Müde am Morgen und abends hellwach? Unser Körper funktioniert nicht nach der Uhr, er hat seinen eigenen Biorhythmus. Seit etwa 30 Jahren versuchen Wissenschaftler herauszufinden, warum unsere Tagesform regelmäßig zwischen Erschöpfung und Wachheit schwankt. Welche Ursachen dafür verantwortlich sind, wissen wir bis heute nicht. Die innere Uhr des Menschen ist schon seit Jahrhunderten ein vielbehandeltes Phänomen in der traditionellen Chinesischen Medizin.
Nach der chinesischen Lehre werden die Organe einem bestimmten Abschnitt des Tages oder der Nacht zugeteilt. Jedes dieser zwölf Organe erlebt sein Funktionshoch für zwei Stunden des Tages. Treten regelmäßig Beschwerden zu bestimmten Tageszeiten auf, wird die Ursache zunächst bei dem Organ vermutet, das zu dieser Tageszeit besonders aktiv ist.
Tagesablauf dem Biorhythmus anpassen
Tatsächlich haben Wissenschaftler festgestellt, dass unser Körper mitnichten 24 Stunden lang gleichmäßig all die Stoffe produziert, die wir zum Leben brauchen. So zeigen Blutuntersuchungen, dass die Konzentration verschiedener Stoffe im Blut, stark schwankt.
Tägliche Regeneration im Schlaf
Nach dem Mittagstief steigt die Konzentration an Endorphinen im Blut. Diese körpereigenen Stoffe steigern das Wohlbefinden, wir fühlen uns glücklicher und ausgeglichener. Zwei Stunden später, gegen 16 Uhr, nimmt die körperliche und geistige Leistungsfähigkeit noch einmal ordentlich zu. Wer um diese Zeit lernt oder seinen Körper trainiert, erreicht sein Ziel leichter und schneller.
Natürlich entspricht dieser Rhythmus nur dem durchschnittlichen Tagesablauf, der um sieben Uhr morgens beginnt und gegen Mitternacht endet. Der Körper ist sehr anpassungsfähig. Wer erst mittags aufsteht, bei dem verschieben sich die Leistungsphasen nach hinten, wer gar in der Nacht arbeitet, bei dem wird der Biorhythmus ganz gegenteilig zu dem der meisten anderen Menschen verlaufen.
Biorhythmus eng mit Lichtverhältnissen verknüpft
Experimente haben die Vermutung bestätigt, dass sich unsere innere Uhr nach dem Tageslicht richtet.
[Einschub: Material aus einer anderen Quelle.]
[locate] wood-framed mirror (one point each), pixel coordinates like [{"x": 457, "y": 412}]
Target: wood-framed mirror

Nach vier Wochen in einem Raum ohne Tageslicht konnten die Probanden nicht mehr zwischen Tag und Nacht unterscheiden. Sie begannen, nach einem eigenen, inneren Rhythmus zu leben. Die meisten Testpersonen gewöhnten sich an einen Zyklus aus Wachen und Schlafen, der nicht 24, sondern 25 Stunden, bei manchen sogar 30 Stunden dauerte. Nachdem die Testpersonen wieder in ihre normale Umgebung mit Tag und Nacht versetzt waren, pegelte sich Biorhythmus wieder auf einen 24stündigen Zyklus ein.
Phänomen Jet Lag
Jeder, der schon einmal eine Reise in eine andere Zeitzone unternommen hat, hat schon einmal am eigenen Körper erlebt, wie mühsam der Körper sich gelegentlich auf die neue Uhrzeit einstellt. Beim Wechsel der Zeitzonen gilt die Faustregel, dass der Körper für jede weitere Stunde Zeitverschiebung einen weiteren Tag für die Umstellung benötigt. Schichtarbeiter und Vielfliegern sind dadurch einer besonderen Belastung ausgesetzt, ihr Körper muss sich ständig auf einen neuen Tagesrhythmus umstellen. Dadurch fallen Erholungsphasen kürzer aus, als sie vom Körper für die Regeneration benötigt werden. Erschöpfung, ständige Müdigkeit und mangelnde Leistungsfähigkeit sind oft die Konsequenzen. Am gesündesten lebt, wer nach einem festgelegten Tagesschema stets zur selben Zeit ins Bett geht und aufsteht. Ob man dabei eher ein Frühaufsteher oder ein Langschläfer ist, nach der Abendschau in die Federn hüpft oder einen Teil der Nacht zum Tage macht, ist unerheblich.